А в человеке самом, что может быть важнее, как способность восприятия и средства выразительности. И это воспитывается Ритмической Гимнастикой. Само имя уже указывает: ритм воспитывает восприимчивость, гимнастика воспитывает выразительность. И удивительнее всего при этом то, что выразительность действует на восприимчивость, что движение, точно выражающее музыку и тем самым являющееся правдивою картиной чувства, пробуждает и самое чувство. Одной взрослой барышне была поручена роль жрицы в общей пантомиме. Ей были указаны место и движения, – жертвенник, на который она мысленно возлагала цветы. Она отнеслась к «роли» совершенно механически, «мускульно», она только исполнила соответствующие музыке движения, но исполнила их превосходно. По окончании пантомимы она сказала, что она в первый раз в жизни поняла, что значит жертва. Кто знает школу Далькроза, тот знает, насколько дико допустить в данном случае какое-нибудь гримасничание; тот, напротив, увидит в этом примере лишь новое подтверждение Платоновского учения, что эритмия, – порядок духовный, – устанавливается при посредстве тела.
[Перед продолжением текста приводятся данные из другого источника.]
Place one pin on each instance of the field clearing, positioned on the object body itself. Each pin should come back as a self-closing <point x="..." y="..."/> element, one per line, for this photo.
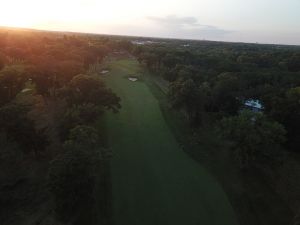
<point x="154" y="182"/>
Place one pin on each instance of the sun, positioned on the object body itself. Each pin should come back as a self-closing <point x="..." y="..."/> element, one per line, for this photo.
<point x="18" y="13"/>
Но мы можем из этого сделать другой вывод, уже не для жизни – для искусства: если искреннее чувство, так называемое переживание на сцене, ведет к художественной правде, то художественная правильность движения должна вести к искренности переживания. И насколько такое понимание искусства чище, чем та теория, которая требует перенесения на подмостки настоящих чувств; как противны тогда эти кишечно-патологические проявления знаменитого «нутра»; какою нравственною болезнью представляется поступок древнего актера Пола, который, для подъема своих чувств, в знаменитом монологе Электры над прахом брата – выносил урну с пеплом собственного сына[60 - Gellius. «Noctes Atticae», lib. 7, cap. 5.]. Школа Далькроза, это школа нравственного здоровья: все, что они чувствуют, они чувствуют глубже, все, что они выражают, они выражают правдивее. В них проникает искусство, они проникают в природу, но и то и другое с таким богатством обмена, с такою широтой раскрытых объятий, с таким отсутствием «оглядки», что все наши увлечения представляются какими-то робкими вспышками не то «на показ», не то «исподтишка».
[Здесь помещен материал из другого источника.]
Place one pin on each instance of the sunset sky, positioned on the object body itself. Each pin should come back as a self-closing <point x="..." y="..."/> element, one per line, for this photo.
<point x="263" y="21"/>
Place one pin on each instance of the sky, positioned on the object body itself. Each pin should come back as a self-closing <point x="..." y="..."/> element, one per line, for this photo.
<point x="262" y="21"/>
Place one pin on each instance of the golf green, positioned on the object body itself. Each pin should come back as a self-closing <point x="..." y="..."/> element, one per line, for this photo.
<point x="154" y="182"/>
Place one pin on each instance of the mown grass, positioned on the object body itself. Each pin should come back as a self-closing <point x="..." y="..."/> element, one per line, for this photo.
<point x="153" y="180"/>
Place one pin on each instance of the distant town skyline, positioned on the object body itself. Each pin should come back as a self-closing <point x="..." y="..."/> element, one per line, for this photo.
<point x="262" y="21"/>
Одному из деятелей Геллерауской колонии я выражал свой восторг по поводу виденного. С той верою, которая отличает всех этих людей, работающих над детским бессознательным материалом ради будущих сознательных поколений, он сказал: «Какой новый род людской от этого пойдет!» Никогда не забуду это отсутствие сомнения в голосе и ясность взора, предвидящего то, что не дано будет увидеть.
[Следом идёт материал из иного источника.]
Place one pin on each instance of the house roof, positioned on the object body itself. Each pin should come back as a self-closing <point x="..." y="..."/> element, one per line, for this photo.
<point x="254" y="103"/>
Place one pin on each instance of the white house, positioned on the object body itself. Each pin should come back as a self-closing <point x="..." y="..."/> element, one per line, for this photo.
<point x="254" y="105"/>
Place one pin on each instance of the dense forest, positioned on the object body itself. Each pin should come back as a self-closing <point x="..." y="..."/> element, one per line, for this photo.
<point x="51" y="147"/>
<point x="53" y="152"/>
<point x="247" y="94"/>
И другие глаза и другой голос я помню; я помню измученный и вместе восхищенный взор и глубокий правдою своею голос Элеоноры Дузэ перед «победами» г-жи Уотс: «Вы нашли средство быть счастливой». И слезы радости за других блестели в страдальческих глазах, и какое-то прощание и благословение звучало в скорбном голосе, предсказывавшем счастье для других…
Рим.
Февраль, 1911
Выводы
В кратком вступлении, предпосланном этой книге, я сказал: «Предоставляется каждому, кому дорого движение, идти туда, где нет конца, – к художественному совершенству». Какой же путь?
Я не верю, чтобы можно было воспитать человека художественно полного, – полного в смысле восприятия, – и художественно совершенного, – совершенного в смысле изобразительности и выразительности – иначе как путем воспитания ритмики, – воспитания сознательного деления пространства и времени. Если бы меня спросили, какие эмблемы такого полного и совершенного художественного воспитания, я бы сказал: Циркуль и Метроном.
Пространство и время суть те неумолимые условия, в которые человек поставлен и из которых не может выйти: ни одно его восприятие и ни одно действие, ни создание духовное или материальное, не мыслимы вне физических условий пространства и времени. Кто хочет творить, должен стать их господином; для этого он должен воспитать в себе соответственные способности, – воспитать физические орудия восприятия и передачи, призванные действовать в пределах пространства и времени.
Орудия восприятия: в пространстве – зрение, во времени – слух.
Орудия передачи: в пространстве – тело, во времени – голос.